God, however, wishing to show his prophet the unreasonableness of his anger, caused to spring up, during the night, a large vine[2], which sheltered him next day from the scorching rays of the sun. But on the following morning God sent a worm which ate up the root of the plant, and it withered away.

Now, when the sun had risen, God sent a hot and burning wind; and the sun struck full on the head of Jonas, and he broiled with the heat to such a degree that he desired to die. Then the Lord said to him: “Thou art grieved for the ivy for which thou hast not laboured, and shall not I spare Ninive, in which there are more than a hundred and twenty thousand persons that know not how to distinguish[3] between their right hand and their left, and many beasts?”

COMMENTARY.

God never changes. What! did He not change His intention towards Ninive? It may appear so; for first He made Jonas proclaim that the city would be destroyed in forty days, and yet after all He spared it. To this St. Jerome replies: “God did not change His purpose, but man changed his actions! From the first it was God’s intention to be merciful, and He proclaimed the punishment in order that He might be able to show mercy.” As God is ever ready to be merciful if only man will be converted, we must add to the words ’Ninive shall be destroyed’ this reservation: 'unless it do penance’. God threatened to punish the Ninivites for the express purpose of bringing them to repentance, so that, of His mercy, He might remit the punishment with which His justice had threatened them.
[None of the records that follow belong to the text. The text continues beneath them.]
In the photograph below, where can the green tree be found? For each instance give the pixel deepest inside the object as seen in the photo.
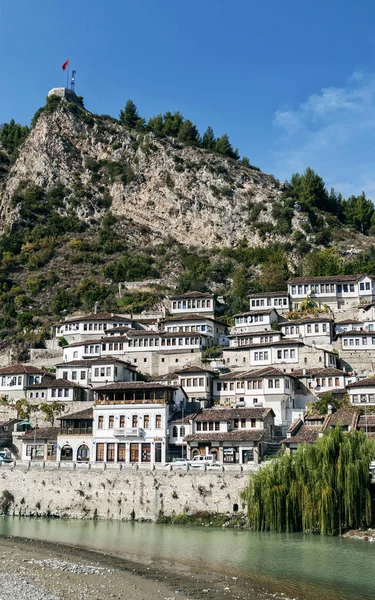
(209, 140)
(12, 135)
(188, 133)
(322, 488)
(224, 147)
(130, 117)
(52, 409)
  1. Angry . Because he feared that Ninive’s salvation would be Israel’s destruction.
  2. A large vine. Over his unprotected head.
  3. How to distinguish. Whom did the Lord God mean by those who knew not their right hand from their left? Little children under seven. It was, therefore, as if He had said: “Shall I not have compassion on this great city, in which are 120,000 innocent children, who have not as yet committed any actual sin?”